Touchez par au grisbi est un vrai film de gangsters ; les policiers n’y occupent aucune place. Le film sera centré sur le milieu. Le réalisateur nous le fait clairement comprendre dès l’ouverture : des clients ordinaires sont sèchement éconduits du restaurant réservé aux affranchis. Merde alors, ils ne doutent de rien les caves cette année, s’exclame l’une des convives après leur départ. Même si cet argot du milieu est désormais suranné - le film est adapté d’un roman d’Albert Simonin, auteur d’un dictionnaire d’argot - il ne constitue pas moins l’un des plaisirs de ces polars à la française.
Jacques Becker filme des gangsters, mais surtout des hommes vieillissants. Dans une scène incroyable, il prend tout son temps pour filmer Max dans sa nouvelle planque, en train de se laver les dents en pyjama avant d’aller au paddock. Nous sommes loin de l’image hollywoodienne du gangster, même s’il s’agit d’une histoire d’amitié virile à la vie, à la mort. Après minuit, Max a désormais l’impression de faire des heures supplémentaires, mais s’il faut sortir l’artillerie pour sauver un vieux pote, il répond présent. De même que leur ami commun, le patron de la boîte de Pigalle, rôle dans lequel Paul Frankeur fait forte impression.
Touchez pas au grisbi passe comme un charme. La mise en scène bien huilée Jacques Becker lui donne une belle fluidité. Le thème du film, composé par Jean Wiener, qui est aussi l’air de Max, baigne le film et contribue au charme de l’ensemble. La même chose peut être dite de la somptueuse photographie en noir et blanc. Le directeur de la photographie, Pierre Montazel, se permet même certaines audaces dans ce film d’une facture classique. Comme cette scène où après avoir fait l’amour avec Betty, Jean Gabin s’allume une cigarette, le chef opérateur maintenant le reste de son visage en gros plan dans le noir.
Une question avant d’abandonner mon clavier.
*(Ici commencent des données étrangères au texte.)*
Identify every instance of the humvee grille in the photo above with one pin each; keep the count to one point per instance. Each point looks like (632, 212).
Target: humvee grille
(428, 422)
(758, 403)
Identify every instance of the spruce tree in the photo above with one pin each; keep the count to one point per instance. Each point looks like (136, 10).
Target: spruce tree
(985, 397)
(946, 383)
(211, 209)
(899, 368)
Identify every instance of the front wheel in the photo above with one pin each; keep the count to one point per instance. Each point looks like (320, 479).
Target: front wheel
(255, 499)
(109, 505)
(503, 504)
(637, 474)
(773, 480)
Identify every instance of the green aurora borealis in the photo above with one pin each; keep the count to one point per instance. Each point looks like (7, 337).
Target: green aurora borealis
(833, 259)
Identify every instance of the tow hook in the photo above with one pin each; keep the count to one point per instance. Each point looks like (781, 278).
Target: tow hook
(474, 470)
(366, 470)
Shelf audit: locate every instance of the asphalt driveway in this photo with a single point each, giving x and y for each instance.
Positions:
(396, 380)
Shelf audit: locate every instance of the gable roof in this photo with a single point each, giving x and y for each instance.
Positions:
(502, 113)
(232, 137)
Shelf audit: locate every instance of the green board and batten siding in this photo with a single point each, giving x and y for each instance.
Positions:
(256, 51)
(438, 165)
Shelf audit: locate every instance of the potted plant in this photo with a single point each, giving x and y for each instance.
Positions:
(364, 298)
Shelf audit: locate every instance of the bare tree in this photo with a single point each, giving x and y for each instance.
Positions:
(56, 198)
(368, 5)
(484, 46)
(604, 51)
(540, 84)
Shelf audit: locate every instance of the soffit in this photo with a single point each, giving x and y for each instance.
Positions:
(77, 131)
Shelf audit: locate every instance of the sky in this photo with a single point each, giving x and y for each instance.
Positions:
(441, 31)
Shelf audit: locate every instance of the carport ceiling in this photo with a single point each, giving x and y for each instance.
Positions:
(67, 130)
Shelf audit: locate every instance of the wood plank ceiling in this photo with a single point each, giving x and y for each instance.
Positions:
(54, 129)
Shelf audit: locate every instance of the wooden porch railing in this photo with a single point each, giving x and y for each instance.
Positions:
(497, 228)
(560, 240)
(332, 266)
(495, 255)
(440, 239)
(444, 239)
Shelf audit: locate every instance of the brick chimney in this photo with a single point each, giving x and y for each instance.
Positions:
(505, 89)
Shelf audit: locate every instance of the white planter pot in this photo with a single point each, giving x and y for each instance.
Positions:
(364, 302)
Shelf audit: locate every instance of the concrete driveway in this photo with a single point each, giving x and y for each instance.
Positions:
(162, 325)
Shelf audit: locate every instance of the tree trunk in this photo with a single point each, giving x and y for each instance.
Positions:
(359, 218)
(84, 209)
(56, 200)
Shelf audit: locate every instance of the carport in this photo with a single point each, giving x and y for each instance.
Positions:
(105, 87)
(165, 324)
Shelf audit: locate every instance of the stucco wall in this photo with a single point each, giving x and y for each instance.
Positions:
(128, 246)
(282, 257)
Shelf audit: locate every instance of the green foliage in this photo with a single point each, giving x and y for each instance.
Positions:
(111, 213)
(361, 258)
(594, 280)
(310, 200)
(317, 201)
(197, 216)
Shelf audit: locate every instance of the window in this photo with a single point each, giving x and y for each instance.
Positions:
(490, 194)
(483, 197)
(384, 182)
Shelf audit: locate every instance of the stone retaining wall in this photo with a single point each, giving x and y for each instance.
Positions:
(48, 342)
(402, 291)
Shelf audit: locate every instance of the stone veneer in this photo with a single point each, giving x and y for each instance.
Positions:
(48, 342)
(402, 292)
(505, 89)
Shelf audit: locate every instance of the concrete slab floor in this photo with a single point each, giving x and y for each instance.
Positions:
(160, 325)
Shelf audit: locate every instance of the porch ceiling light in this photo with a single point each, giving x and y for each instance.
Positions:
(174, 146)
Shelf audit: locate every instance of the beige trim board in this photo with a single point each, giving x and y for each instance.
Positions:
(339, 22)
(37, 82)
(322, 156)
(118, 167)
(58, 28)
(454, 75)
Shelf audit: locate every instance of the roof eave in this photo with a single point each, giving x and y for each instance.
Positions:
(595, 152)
Comment reconnaître les bons et les méchants dans un film français de gangsters d’après-Guerre ? Les premiers utilisent des armes anglaises et américaines, des mitraillettes Sten et Thompson, et les seconds des armes allemandes, un pistolet-mitrailleur MP40 et des grenades à manche.
Touchez pas au grisbi est disponible en France chez Universal Studio Canal Video, mais aussi aux Etats-Unis chez Criterion, avec une très belle copie.
[1] Les tontons flingueurs est l’adaptation du troisième roman d’Albert Simonin centré sur "Max le Menteur".